In this article you will learn the basics of Photoshop.

Step 1  

First of all click on the Start Menu then choose  Adobe Photoshop CS5.1.

start.jpg

Step 2

Go up to the "File" menu at the top of the screen and choose "New" or simply use the shortcut key "Ctrl+N" and enter the height and width into the TextBox as needed and in the dialog box choose pixels.

new.jpg

Step 3

Go up to the "File" menu at the top of the screen and choose the "Open" shortcut key "Ctrl+O". To select all use the shortcut keys "Ctrl+A" then "Ctrl+C".

photosho.jpg

Step 4

Post the Image in a New Document

First press "Ctrl+A" then "Ctrl+C". Then open the new document and press "Ctrl+V". Then you will find the layer like this:

layer.jpg

Step 5


photoshop.jpg

Main parts of Photoshop

The following are the main parts of Photoshop:

  1. Menu bar

    You will probably already be familiar with the menu bar from other programs.
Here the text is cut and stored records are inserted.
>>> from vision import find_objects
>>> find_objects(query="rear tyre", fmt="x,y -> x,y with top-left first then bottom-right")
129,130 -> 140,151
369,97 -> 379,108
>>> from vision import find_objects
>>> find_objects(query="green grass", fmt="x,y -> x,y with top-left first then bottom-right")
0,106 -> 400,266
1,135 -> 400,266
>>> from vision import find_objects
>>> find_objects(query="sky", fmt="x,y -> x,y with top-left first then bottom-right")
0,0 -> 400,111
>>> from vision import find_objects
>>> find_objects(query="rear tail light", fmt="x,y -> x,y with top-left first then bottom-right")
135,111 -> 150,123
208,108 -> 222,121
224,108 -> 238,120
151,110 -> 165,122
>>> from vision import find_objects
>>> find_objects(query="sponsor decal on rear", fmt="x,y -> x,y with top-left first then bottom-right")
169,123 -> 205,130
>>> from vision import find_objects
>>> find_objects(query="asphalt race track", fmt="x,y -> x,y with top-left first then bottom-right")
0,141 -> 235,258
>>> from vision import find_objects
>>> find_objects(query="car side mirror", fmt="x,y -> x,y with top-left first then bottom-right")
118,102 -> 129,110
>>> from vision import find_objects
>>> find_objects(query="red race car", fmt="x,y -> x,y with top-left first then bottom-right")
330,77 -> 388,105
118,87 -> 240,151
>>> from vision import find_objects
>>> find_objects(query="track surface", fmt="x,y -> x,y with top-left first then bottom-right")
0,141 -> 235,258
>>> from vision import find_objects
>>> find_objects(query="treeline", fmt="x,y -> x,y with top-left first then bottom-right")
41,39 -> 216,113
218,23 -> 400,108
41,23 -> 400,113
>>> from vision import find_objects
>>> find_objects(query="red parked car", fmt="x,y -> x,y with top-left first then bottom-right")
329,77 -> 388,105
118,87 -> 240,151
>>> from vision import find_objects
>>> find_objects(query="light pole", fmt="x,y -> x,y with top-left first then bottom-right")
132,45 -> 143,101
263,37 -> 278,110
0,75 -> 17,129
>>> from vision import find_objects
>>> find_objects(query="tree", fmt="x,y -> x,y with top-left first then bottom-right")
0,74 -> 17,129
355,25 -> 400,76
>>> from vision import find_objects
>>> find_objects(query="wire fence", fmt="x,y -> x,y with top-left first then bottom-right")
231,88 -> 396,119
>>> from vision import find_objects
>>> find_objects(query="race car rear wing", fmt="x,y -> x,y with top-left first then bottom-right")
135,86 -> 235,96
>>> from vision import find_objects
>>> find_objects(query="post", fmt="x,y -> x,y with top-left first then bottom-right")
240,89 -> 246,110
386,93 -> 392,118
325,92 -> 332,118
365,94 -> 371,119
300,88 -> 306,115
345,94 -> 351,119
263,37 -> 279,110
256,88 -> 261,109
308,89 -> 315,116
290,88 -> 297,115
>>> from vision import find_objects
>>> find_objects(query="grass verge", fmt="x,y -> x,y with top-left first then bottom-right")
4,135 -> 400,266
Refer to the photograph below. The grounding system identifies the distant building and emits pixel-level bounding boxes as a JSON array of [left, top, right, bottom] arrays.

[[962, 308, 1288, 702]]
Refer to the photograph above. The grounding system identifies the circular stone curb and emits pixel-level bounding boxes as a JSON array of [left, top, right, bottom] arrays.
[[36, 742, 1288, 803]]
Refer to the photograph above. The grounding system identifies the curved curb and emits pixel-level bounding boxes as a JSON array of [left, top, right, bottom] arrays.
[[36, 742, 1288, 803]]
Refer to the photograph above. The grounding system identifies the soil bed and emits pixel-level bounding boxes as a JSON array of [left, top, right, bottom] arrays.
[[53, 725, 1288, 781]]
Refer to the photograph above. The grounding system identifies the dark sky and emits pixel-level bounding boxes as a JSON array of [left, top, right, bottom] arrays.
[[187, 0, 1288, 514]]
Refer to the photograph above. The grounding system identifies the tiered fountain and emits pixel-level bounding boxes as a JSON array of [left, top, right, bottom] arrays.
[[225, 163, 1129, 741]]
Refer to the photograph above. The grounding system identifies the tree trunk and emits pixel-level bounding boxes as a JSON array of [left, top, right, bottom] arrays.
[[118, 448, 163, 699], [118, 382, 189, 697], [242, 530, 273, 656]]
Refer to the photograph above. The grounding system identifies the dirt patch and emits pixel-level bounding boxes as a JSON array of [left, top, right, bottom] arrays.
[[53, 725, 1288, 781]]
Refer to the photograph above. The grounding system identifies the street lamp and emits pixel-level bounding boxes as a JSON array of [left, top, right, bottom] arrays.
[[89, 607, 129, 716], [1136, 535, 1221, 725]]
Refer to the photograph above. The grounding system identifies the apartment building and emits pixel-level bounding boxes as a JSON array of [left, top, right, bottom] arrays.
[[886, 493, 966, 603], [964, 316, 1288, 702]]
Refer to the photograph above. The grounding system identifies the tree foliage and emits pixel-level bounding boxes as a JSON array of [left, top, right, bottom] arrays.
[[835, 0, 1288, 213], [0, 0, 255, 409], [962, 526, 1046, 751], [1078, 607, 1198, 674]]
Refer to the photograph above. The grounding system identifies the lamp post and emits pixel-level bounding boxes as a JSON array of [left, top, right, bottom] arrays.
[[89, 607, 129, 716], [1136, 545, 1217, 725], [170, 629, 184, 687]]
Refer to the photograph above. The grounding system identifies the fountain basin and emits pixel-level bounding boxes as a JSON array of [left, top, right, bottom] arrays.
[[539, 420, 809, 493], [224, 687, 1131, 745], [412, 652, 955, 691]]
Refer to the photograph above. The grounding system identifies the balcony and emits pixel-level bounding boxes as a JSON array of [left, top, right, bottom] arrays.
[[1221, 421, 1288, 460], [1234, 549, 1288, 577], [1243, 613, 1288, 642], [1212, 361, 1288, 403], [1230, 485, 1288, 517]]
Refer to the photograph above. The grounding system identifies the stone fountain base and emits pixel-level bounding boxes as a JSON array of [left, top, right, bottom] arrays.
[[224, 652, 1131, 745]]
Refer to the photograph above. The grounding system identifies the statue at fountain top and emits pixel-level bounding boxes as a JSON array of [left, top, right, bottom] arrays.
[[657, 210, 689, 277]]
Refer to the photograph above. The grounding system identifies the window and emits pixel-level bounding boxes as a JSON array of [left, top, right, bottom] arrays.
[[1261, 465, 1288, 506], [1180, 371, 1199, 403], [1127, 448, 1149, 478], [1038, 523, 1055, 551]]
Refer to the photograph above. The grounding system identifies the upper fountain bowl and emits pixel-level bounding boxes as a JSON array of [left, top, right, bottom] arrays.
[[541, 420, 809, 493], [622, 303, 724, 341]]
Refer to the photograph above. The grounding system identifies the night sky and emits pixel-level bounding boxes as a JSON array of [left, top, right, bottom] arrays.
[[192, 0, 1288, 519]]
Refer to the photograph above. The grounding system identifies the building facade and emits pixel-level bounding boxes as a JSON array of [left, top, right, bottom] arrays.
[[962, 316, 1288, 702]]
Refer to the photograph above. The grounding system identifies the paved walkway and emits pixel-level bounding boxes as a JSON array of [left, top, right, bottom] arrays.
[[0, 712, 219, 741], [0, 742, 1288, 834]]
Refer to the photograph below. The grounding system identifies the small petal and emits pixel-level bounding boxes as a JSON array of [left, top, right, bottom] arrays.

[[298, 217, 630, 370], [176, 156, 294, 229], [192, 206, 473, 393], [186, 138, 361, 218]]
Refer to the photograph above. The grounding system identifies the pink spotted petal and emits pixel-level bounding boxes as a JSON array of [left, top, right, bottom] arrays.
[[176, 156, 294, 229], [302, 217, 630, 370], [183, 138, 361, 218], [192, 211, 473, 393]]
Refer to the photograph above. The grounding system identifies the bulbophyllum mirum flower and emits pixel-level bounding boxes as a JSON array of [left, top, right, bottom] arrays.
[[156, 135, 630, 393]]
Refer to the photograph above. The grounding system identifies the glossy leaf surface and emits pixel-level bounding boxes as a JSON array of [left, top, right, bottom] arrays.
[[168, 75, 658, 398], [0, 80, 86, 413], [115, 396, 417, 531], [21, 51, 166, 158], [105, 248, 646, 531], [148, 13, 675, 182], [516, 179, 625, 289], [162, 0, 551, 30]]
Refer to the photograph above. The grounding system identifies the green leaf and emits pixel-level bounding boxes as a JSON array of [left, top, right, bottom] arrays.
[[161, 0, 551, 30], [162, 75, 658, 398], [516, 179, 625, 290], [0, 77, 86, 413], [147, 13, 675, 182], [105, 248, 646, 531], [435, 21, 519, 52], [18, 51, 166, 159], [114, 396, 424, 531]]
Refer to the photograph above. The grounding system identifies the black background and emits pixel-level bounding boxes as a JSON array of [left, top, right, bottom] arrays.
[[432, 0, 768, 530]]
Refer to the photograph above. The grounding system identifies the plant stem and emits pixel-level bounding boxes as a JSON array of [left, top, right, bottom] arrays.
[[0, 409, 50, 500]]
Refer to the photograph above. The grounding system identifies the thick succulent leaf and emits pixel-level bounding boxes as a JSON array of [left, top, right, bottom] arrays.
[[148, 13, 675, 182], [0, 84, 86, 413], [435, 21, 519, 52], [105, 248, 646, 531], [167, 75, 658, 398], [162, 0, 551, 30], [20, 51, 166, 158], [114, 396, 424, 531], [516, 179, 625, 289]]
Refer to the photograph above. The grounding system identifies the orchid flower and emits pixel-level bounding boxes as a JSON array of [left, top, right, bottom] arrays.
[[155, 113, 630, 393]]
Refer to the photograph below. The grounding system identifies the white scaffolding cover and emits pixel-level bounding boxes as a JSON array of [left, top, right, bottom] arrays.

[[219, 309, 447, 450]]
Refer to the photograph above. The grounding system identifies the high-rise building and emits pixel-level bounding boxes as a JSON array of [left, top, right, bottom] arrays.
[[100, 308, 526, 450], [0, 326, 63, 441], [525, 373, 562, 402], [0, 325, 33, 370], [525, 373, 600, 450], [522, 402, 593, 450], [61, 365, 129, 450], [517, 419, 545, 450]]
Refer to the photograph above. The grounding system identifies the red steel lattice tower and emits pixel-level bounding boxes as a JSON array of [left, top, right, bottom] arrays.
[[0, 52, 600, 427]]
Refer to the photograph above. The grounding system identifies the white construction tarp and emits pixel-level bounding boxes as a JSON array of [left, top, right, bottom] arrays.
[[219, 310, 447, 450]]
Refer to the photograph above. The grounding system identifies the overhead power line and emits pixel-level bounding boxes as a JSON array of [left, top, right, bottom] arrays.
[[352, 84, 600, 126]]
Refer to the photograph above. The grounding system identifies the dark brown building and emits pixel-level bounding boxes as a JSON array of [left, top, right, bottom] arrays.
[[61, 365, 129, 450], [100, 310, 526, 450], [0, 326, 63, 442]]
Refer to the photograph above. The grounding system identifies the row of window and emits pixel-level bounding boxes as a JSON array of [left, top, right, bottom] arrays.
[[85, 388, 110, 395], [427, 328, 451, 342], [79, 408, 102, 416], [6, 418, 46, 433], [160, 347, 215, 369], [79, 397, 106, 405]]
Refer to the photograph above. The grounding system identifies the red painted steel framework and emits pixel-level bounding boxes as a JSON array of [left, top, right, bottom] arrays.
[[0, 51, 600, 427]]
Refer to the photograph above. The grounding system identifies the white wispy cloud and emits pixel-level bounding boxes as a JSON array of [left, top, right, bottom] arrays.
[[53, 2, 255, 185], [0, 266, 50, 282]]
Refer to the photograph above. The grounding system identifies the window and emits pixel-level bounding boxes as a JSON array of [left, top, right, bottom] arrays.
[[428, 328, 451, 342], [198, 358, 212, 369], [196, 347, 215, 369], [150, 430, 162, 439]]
This runs across the top of your Photoshop window, and contains various menu options for Photoshop's tools. There are nine menus, File, Edit, Image, Layer, Select, Filter, View, Window and  Help.   
     
  2. Option Bar

    Below Photoshop's menu bar is the tool options bar. The Options Bar is where you would go to adjust settings for the currently active tool. This toolbar is context-sensitive, meaning that it changes according to which tool you have selected. I'll cover the options for each tool as we learn the individual tools in future lessons.
     
  3. Tool bar

    When you start Photoshop, the Tools panel appears at the left of the screen. Some tools in the Tools panel have options that appear in the context-sensitive options bar. You can expand some tools to show hidden tools beneath them. A small triangle at the lower right of the tool icon signals the presence of hidden tools. You can view information about any tool by positioning the pointer over it. The name of the tool appears in a tool tip below the pointer.
  4. Layer

    You can change individual parts of an image if you work with a layer; that is a way layers are used to work on individual parts of an image.
     
  5. Palettes

    Individual "panes" that hold information or options for working with your file, known as palettes (or panels), float on the right-hand side. Each palette is labeled with a tab, and can be minimized, closed, grouped with other palettes, or dragged in and out of a panel dock. In the example that follows, the Navigator palette contains a thumbnail of the image that allows you to zoom in or out of the image quickly, and to change the part of the image displayed on the screen.